The SPAC market has gone from a high-powered firehose to the slow dribble of a leaky sink in just one month. In April there have been 11 SPACS announced—in March there were 115.
There is no one singular reason, but attorneys who work in and around the mergers and acquisitions and capital markets world say it's a combination of increased SEC scrutiny (and a qualification change of how warrants are classified on financial statements), market saturation and the general theory that this couldn't go on forever.
The rise and fall of the SPAC has been rapid.
According to financial data company Refinitiv, there were more than 10 SPACs announced in a month four times between January 2019 and June 2020, with an average of just under eight SPACs per month during that 18-month span.
Between July 2020 and the end of March 2021, there were no fewer than 18 per month, and the average over that period was 58 per month.
'A Virtual Halt'
The beginning of the new year saw an explosion in SPACs.
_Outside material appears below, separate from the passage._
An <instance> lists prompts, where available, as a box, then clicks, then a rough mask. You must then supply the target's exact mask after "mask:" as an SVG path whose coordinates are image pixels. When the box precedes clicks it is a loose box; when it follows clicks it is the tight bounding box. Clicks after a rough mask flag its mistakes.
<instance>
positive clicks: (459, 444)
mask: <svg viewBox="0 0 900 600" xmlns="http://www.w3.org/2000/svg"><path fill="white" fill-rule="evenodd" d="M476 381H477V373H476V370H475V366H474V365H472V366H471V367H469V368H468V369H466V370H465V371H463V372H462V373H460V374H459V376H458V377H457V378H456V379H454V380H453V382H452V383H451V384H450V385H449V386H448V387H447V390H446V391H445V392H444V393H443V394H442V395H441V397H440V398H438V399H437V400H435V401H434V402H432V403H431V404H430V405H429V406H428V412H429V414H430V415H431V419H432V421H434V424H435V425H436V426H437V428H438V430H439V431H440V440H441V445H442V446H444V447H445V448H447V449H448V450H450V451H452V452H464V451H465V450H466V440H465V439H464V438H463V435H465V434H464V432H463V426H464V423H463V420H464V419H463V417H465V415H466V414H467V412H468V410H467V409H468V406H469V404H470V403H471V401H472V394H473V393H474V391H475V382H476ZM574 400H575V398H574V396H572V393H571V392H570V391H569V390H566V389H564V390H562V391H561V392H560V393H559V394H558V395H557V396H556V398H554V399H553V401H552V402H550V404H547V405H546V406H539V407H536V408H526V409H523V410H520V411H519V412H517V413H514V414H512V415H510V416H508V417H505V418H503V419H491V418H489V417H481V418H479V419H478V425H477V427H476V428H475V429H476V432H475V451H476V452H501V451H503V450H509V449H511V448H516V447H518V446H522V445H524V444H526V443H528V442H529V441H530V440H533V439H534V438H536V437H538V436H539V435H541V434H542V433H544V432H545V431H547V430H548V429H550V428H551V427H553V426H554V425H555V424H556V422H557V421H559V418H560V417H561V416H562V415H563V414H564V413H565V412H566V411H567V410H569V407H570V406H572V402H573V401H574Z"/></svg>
The pace ramped up to an average of a little over 40 per month in the last few months of 2020. In 2021, the average in the first fiscal quarter was 103 SPACs per month.
Then, less than a dozen in April.
"The SPAC IPO market has ground to a virtual halt," Tom Burton, member at Mintz, Levin, Cohn, Ferris, Glovsky and Popeo and chair of the firm's energy and sustainability practice, said.
He pointed to several factors that facilitated this, related to both business and accounting, including private investment in public equity (or PIPE).
"The PIPE market has been used to validate the valuation that SPACs subscribe to their targets," Burton said. "With the market pricing now, it has caused the PIPE market to pause and the PIPE investors to reevaluate the value of these transactions."
From a market perspective, "we would expect to see a normalization as valuations will come down and then we will start again," he added.
SEC Impact
Burton noted another cause for pause: the recent SEC decision to qualify warrants on the SPACs as a liability rather than equity on financial statements.
"The SEC hasn't really given official guidance on this, and that is a case where the accounting firms will need to work with the SEC. That has caused a slowdown," he said.
Christopher Anthony, partner in the M&A and private equity group at Debevoise & Plimpton, agreed.
"That has been a big part of shutting off the pipeline," he said. "There are basically two accounting firms that do all of the SPAC accounting."